Glenn is reluctantly accepting the title of "folk musician," for lack of a better label. "It's almost embarrassing to call yourself a folk musician anymore," Glenn said. "One day I was making fun of folk music and Murv Jacobs (the Tahlequah artist who also provided the cover art for "Hick Hop") said 'You know, if Woody Guthrie were alive right now, he would be doing what you're doing, and he wouldn't mind calling himself a folk musician, so think about it. A folk musician is someone who makes music pertinent to their people, whether it's Indian causes or whatever.' So I thought about it and I finally got over it," Glenn laughed.

The folk musician notes that one of the major influences on the album was Steve Earle's "Sidetracks," a collection of songs that were cut from albums or appeared only on soundtracks. "We could listen to that album over and over because there were so many different styles on that CD," Glenn said, "from country to bluegrass, reggae, country rock, and even a Nirvana song. I thought if he could do it, I could too. The Beatles used to do it, the Rolling Stones would put country songs on a rock album, and I knew that's what I wanted to do. You never know which CD is going to be your last one, so why not put out a huge variety of stuff?"

While Earle may be the major influence in mixing styles, Glenn points to Brian Eno as a producer who influenced his productions. He is planning an ambient album (background soundscapes) in the style of the producer's famous series. "I don't have a favorite musician: I have favorite producers. Some day I would like to do something like Eno's 'Music for Airports' which came out the same day as Lou Reed's 'Metal Machine Music,'" Glenn said. "Those are opposite ends of the spectrum that I really like. We have talked about doing some Native ambient music with traditional drumming and electronics. The American Indians were the first ambient musicians."

"I really enjoy playing five-hole flute. I thought a lot about putting a flute on 'This Town' because the song is really about Tahlequah, and it has some references to the Little People and some of the other Cherokee mythology.
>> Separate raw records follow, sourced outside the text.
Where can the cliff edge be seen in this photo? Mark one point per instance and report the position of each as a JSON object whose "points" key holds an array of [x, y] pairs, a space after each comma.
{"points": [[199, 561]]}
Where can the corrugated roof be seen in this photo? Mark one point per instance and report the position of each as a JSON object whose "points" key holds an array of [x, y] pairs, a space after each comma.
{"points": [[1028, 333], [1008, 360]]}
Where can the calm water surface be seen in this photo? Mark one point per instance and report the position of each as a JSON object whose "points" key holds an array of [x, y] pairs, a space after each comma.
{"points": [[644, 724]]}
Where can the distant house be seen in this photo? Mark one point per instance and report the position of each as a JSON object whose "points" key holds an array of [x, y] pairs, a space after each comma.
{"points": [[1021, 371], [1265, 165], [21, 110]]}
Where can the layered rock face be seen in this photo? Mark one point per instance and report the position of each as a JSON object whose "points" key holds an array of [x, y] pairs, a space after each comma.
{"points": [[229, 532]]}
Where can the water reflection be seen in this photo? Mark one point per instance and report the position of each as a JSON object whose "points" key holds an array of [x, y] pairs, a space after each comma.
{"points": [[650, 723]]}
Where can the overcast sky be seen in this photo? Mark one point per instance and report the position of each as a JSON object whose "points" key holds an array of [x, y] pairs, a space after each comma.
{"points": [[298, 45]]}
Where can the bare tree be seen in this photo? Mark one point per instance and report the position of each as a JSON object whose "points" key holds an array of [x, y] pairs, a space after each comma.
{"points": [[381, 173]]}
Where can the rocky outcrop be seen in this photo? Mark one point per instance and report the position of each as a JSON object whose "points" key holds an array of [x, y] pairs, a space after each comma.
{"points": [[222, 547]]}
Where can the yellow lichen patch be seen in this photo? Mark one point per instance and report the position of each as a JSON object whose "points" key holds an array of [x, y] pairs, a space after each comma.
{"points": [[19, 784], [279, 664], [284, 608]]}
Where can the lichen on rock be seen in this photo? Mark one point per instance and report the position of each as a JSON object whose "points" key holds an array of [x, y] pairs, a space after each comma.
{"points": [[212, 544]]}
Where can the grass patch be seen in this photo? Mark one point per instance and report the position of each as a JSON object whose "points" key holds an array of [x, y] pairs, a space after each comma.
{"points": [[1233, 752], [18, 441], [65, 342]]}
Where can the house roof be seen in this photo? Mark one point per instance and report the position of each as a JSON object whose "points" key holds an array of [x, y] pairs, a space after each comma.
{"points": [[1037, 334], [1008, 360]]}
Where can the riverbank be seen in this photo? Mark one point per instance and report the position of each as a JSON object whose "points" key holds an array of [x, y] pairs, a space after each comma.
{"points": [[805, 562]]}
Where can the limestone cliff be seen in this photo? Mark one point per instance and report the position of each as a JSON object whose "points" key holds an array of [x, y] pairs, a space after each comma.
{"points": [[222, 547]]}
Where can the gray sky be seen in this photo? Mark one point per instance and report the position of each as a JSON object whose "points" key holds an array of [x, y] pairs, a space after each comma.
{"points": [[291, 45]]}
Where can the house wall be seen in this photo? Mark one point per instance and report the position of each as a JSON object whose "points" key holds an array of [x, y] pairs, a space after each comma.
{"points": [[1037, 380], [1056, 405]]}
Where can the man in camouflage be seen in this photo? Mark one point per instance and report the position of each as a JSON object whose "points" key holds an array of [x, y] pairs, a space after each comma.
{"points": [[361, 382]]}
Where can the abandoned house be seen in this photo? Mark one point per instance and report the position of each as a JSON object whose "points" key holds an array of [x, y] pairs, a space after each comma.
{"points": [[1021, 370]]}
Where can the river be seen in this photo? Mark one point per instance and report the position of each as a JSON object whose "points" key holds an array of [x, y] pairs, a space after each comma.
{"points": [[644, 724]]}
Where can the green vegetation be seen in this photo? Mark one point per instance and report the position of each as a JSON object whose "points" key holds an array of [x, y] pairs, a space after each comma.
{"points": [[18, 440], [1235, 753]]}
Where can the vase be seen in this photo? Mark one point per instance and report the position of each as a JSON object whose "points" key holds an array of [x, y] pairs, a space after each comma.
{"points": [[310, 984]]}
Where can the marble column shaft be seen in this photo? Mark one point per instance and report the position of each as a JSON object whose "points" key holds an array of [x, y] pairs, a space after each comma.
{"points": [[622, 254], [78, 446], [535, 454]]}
I passed that up and used harmonica instead because it has gotten to the point where when you hear that sound it's automatically labeled and set aside as strictly Native. It's really sad, because there are so many great flute players out there, but it has been horribly overdone, so my flute album will not be coming out for some time," Glenn laughed.

Glenn's first album, "Un-PC," was a collection of purposefully offensive satirical songs along the line of "Talkin' Arab Blues." The album features songs from the point of view of a conspiracy theorist with a gun and a conservative advocating forced genocide on the elderly. Glenn recorded the album because he felt like everything has gotten too politically correct. Being a professional journalist, Glenn is one of a growing number of Native writers who are having concerns about the ramification the current protest against the use of Indian mascots by sports teams could have on basic freedom of speech issues, including his own style of satire. "My guitarist is Kiowa and very anti-mascot and he and I just agree to disagree with that," Glenn said. "I'm a big fan of Thomas Jefferson. The mascot issue is definitely something that needs to be addressed, and it's not that I agree with the pro-mascot side, but I also do not agree with censorship. Jefferson said that truth can stand alone, only falsehoods need support from the government. It's hard to be a musician and let that philosophy come out without offending people, so I decided to go ahead and offend people. The ones who get it are the ones I want listening to my music anyway. I'll go out on a limb and say we have some of the most intelligent fans out there; we don't have a lot of fans, but the ones we have are brilliant," Glenn laughed.